Microstructural evolution, mechanical and thermal properties of TiC-ZrC-Cr3C2 composites

Abstract

Dense TiC-ZrC-Cr3C2 composites with various TiC content from 19.6 mol% to 78.4 mol% have been fabricated by hot-pressing sintering at 1950 °C using 2.0 mol% Cr3C2 as sintering aid. The effect of TiC content on the microstructure, mechanical and thermal properties of TiC-ZrC-Cr3C2 composites are investigated systematically. The single (Zr, Ti, Cr)C solid solution is obtained when TiC content is 19.6 mol%, while with increasing TiC content, the composites begin to consist of Zr-rich (Zr, Ti)C solid solution and Ti-rich (Ti, Zr, Cr)C solid solution phase.
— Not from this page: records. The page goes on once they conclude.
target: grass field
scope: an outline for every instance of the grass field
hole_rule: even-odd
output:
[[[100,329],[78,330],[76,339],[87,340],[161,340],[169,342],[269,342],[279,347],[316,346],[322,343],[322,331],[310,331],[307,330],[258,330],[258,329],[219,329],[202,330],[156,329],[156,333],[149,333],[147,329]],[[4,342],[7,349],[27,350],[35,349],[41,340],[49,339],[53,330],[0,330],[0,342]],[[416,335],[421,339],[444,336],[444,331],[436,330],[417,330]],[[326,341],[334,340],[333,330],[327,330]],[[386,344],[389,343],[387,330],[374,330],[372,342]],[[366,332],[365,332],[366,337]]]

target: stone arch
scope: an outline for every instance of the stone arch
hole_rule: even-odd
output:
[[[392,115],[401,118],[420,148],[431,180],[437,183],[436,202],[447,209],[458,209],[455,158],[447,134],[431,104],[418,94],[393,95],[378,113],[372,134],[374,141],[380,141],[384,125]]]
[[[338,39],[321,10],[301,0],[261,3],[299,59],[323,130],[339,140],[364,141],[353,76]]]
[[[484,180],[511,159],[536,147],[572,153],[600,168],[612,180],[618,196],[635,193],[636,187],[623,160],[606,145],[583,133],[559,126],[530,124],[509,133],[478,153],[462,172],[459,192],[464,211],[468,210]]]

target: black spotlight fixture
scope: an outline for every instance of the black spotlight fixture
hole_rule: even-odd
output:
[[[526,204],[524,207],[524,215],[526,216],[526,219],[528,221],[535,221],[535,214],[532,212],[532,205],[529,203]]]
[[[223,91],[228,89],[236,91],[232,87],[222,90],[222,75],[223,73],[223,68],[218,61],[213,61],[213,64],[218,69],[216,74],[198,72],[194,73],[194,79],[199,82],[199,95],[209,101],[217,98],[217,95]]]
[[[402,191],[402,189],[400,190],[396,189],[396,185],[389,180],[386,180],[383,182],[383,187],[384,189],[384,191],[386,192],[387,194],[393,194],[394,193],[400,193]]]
SEM and EDS analysis confirm that Cr element is not favorable to diffuse into ZrC lattice to form (Zr, Cr)C solid solution. Flexural strength and Vickers hardness increase gradually with increasing TiC content, but fracture toughness does not improve significantly. Fracture toughness are in the range of 3.34–4.01 MPa∙m1/2 for all composites, and the optimum value reaches 4.01 MPa·m1/2 with 49.0 mol% TiC. Experimental results of the thermal expansion coefficient reveal that the addition of TiC raises the thermal expansivity of TiC-ZrC-Cr3C2 composites. Noticeably, the thermal conductivities of TiC-ZrC-Cr3C2 composites show a decrement trend with increasing TiC content, not as theoretical predicting by the rule of mixtures. For instance, the thermal conductivity at 25 °C ranges from 18.0 W/m∙K for 8Z2T2C composite down to 10.6 W/m∙K for 2Z8T2C composite.